Cerca de um minuto depois o garoto já estava todo arrumado e sentado na mesa esperando o seu prato com torradas, ovo e suco de laranja ser servido.

– Você tinha algo para me falar ou aqueles seus gritos eram só preguiça? – os olhos belos, porém decididos da mãe podiam colocar qualquer pessoa para falar a verdade.

O garoto não sabia se comia ou respondia então decidiu responder de boca cheia:

– Ah…é que eu não – e foi interrompido.

– Não fala de boca cheia. Mastiga, engole e depois fala. – e por alguns segundos houve silêncio apenas para ser interrompido pelo som de Ricardo engolindo a comida.

– Mãe, eu não quero ir pra escola.

– De novo essa história Ricardo?

– Não mãe. É que a escola é realmente muito chata. Eu não gosto de acordar cedo todo dia pra chegar na aula e ficar ouvindo a professora falar por horas. É muito chato.

– Olha só filhinho, eu sei que é chato. Eu nunca gostei de escola também. Só que não tem jeito, você precisa ir. Com certeza tem algumas coisas boas lá. Você não se diverte com seus amigos?

Ele fez um gesto de concordância.

– Então. Vai pra escola e aproveita pra se divertir na hora do recreio.

– Não. Só na hora do recreio? Eu prefiro ficar em casa.

– Mas Ricardo eu já deixei você faltar outras vezes. Você sabe que eu até deixaria você faltar mais, mas agora você corre risco de repetir por falta.

– Só na escola que tem essa coisa ridícula de presença. Eu queria ser adulto.

– Isso não é verdade. Você sabia que até os políticos tem que responder presença?

– Que mentira.

– Mentira nada Ricardo. Eu posso te mostrar na constituição. É o artigo… – antes que ela pudesse terminar foi interrompida.

– Mas quando você é adulto você faz o que gosta. Se eu gostasse de ir pra escola eu não me importaria em responder a lista de presença. Você não gosta do seu trabalho?

– Gosto. – um breve silêncio permeou a sala e o próprio raciocínio da mãe.

– Então. Se os políticos podem repetir por falta é porque o trabalho deles deve ser chato que nem a escola.

A mãe sem palavras permaneceu assim, olhando para a mesa e pensando em uma resposta.

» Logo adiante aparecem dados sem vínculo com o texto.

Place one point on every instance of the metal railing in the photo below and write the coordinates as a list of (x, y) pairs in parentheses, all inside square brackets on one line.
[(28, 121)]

Já tendo desistido de convencer o filho, a mãe disse:

– Tudo bem. Fica em casa hoje.

O filho comemorou discretamente e começou a levar seu prato para a pia da cozinha enquanto a mãe se levanta para ir embora.

Já na porta a mãe virou e disse:

– Beijo Ricardo! Agora, promete uma coisa pra mamãe: quando você for adulto faça algo que você goste.

O filho sorriu de volta e desejou um bom dia para a mãe.